Roanoke Times Copyright (c) 1995, Landmark Communications, Inc. DATE: SATURDAY, April 13, 1991 TAG: 9104130052 SECTION: SPORTS PAGE: B1 EDITION: METRO SOURCE: Bill Brill DATELINE: BLACKSBURG LENGTH: Medium
Four coaches - for all sports.
"The trainer coached wrestling," Laird said Friday shortly before the baseball dugout at English Field was named in his honor, courtesy of alumnus George Sampson of Knoxville, Tenn.
Laird is 88 years young, and he has stayed put since coming to Virginia Tech in 1939 from his alma mater, Davidson.
He coached the baseball team for 30 years and the basketball team for eight, from 1947-55. He also was an assistant coach in football. What position did he coach in football? "One year it was the backs, another year it was the linebackers," Laird said. "Wherever I was needed."
In basketball and baseball, he coached alone. Now, a powerhouse such as Arizona has eight baseball coaches.
"One year [Baltimore Orioles coach] Johnny Oates stuck around to finish up his degree and he helped me out," Laird said.
Laird is a man of great humor, a pleasant man, a man whose impact on Sampson's life caused him to fund Friday's ceremony. A plaque honoring Laird will be attached to the Tech dugout at English Field.

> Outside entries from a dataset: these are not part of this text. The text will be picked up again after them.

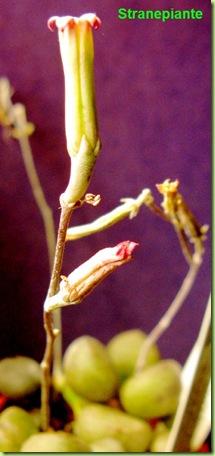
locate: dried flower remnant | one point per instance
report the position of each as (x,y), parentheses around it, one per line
(83,143)
(188,229)
(75,287)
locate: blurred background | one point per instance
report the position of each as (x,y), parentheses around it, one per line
(153,100)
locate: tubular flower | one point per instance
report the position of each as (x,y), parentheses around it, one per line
(83,143)
(86,277)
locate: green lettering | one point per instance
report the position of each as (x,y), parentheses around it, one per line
(165,15)
(122,13)
(199,14)
(177,14)
(186,14)
(131,13)
(141,14)
(157,14)
(149,14)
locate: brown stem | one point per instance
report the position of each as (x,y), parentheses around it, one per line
(19,120)
(51,333)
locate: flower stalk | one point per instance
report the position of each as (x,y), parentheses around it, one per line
(129,208)
(83,145)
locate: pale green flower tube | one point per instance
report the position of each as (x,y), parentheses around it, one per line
(83,143)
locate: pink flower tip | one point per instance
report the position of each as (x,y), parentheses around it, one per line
(125,249)
(60,23)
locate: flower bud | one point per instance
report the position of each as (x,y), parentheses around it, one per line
(77,53)
(75,287)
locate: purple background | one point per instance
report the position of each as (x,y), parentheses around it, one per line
(153,97)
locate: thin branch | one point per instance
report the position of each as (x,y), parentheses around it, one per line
(20,124)
(169,315)
(50,330)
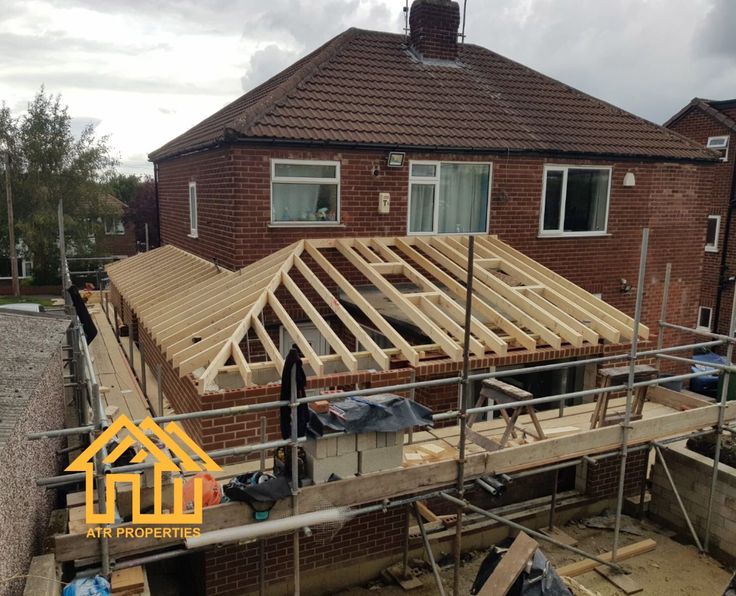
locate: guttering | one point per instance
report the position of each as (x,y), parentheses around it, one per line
(274,141)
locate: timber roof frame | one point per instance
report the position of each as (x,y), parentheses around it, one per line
(198,313)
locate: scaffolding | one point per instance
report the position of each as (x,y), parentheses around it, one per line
(452,490)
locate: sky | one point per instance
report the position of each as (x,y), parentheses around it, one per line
(144,71)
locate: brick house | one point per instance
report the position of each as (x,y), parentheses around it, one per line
(712,124)
(378,134)
(306,154)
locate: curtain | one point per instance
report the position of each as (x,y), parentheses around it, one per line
(421,218)
(304,202)
(585,203)
(463,205)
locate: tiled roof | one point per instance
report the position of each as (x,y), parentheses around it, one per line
(366,87)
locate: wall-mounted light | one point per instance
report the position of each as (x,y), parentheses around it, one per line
(396,159)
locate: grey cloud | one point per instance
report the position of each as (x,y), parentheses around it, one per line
(265,63)
(79,123)
(55,79)
(716,36)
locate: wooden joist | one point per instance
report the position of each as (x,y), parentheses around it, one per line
(198,314)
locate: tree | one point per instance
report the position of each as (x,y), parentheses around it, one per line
(143,210)
(124,186)
(49,164)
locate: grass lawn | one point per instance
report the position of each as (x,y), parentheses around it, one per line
(43,300)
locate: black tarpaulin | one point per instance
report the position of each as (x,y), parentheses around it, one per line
(379,413)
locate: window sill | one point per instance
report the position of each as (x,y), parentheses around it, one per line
(575,235)
(304,224)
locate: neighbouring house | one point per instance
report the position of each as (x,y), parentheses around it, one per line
(115,238)
(712,124)
(385,134)
(31,398)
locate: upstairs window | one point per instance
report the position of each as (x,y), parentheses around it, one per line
(305,191)
(711,235)
(448,197)
(193,209)
(575,201)
(705,316)
(114,226)
(719,144)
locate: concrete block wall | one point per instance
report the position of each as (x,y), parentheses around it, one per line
(691,473)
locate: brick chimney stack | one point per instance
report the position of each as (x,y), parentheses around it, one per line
(433,27)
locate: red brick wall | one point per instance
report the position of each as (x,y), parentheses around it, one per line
(234,569)
(697,125)
(234,203)
(602,479)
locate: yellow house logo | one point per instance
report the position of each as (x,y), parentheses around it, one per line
(179,445)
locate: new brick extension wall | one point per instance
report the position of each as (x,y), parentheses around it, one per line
(234,569)
(233,188)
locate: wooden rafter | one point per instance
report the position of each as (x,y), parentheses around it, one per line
(200,315)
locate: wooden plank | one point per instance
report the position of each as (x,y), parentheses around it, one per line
(430,476)
(482,308)
(675,399)
(446,322)
(357,298)
(360,334)
(521,302)
(415,315)
(273,352)
(510,568)
(549,278)
(623,582)
(42,578)
(295,333)
(332,339)
(128,580)
(571,307)
(492,297)
(625,552)
(426,512)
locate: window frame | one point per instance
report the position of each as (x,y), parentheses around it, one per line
(724,148)
(291,180)
(193,221)
(710,319)
(713,247)
(436,179)
(559,232)
(113,219)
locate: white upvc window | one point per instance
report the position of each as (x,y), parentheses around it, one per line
(449,197)
(720,144)
(193,210)
(705,318)
(711,234)
(575,201)
(305,191)
(114,226)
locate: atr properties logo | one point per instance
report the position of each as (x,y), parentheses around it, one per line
(146,435)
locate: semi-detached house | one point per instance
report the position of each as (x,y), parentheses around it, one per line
(378,134)
(424,140)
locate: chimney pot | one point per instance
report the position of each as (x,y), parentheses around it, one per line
(433,27)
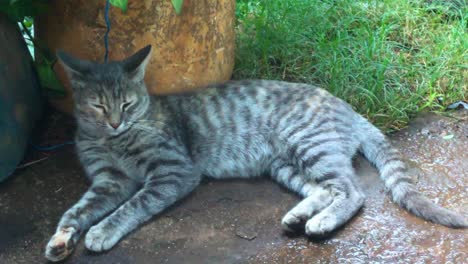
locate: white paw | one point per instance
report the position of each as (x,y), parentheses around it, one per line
(321,225)
(61,244)
(100,239)
(291,222)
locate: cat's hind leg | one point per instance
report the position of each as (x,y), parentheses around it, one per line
(333,172)
(316,198)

Sampson, ironically, was a basketball player.
Laird recalls the time when Tech was practicing in old War Memorial Gym, and the wrestling team was drilling at the other end of the court. "One of the basketballs went over there," Laird said. "We sent a guy over to get it and they pinned him."
Laird graduated from Davidson in 1926, and that fall he became the head coach at nearby Catawba. Of football, basketball and baseball. His salary, he recalled, "was a couple of thousand [dollars]."
During World War II, Laird served as the coach of the baseball team for the Naval Pre-Flight at Chapel Hill, N.C. One of his players was Ted Williams, just two years after Williams hit .406 for the Boston Red Sox.
Laird's other players included Johnny Pesky, a career .307 hitter who later managed the Red Sox, and Harry Craft, who managed Kansas City and Houston. A fourth big-leaguer was Buddy Hassett, first baseman for the Yankees. "I carried the bats out," Laird said with a smile.
As for his military career, Laird said, "The only danger I encountered was getting hit in the belly with a slug of bourbon."
Laird doesn't drink any more, but he remains a smoker. Somebody told him that would kill him. "I'm more worried about a jealous husband," responded Laird, a widower after 55 years of marriage to Sis, who became as permanent an institution around Tech as her husband.
Laird's baseball teams won 343 games and lost 275, with four ties. They didn't play 60-70 games in college ball, as they do today in a situation that has forced the NCAA to make a cut to 54 games starting next year.
One reason for the shorter schedule during Laird's coaching days was - obviously - the size of the staff. Baseball couldn't start until basketball ended, although, Laird said, "Sometimes they overlapped a little, just like football and basketball."
But that was a gentler time, and Tech was coached by a gentle man - a member of the College Baseball Coaches Hall of Fame, enshrined in 1971, and the school's own Hall of Fame as of 1983.
When the weather is warm and the sun shines on English Field, Greene Flake "Red" Laird can still be found, watching a few innings from the top of the stands.
Friday, he approached Tech coach Chuck Hartman before the game against South Carolina.
"You want to say something?" Hartman asked.
"No," said Red Laird. "I want to take batting practice."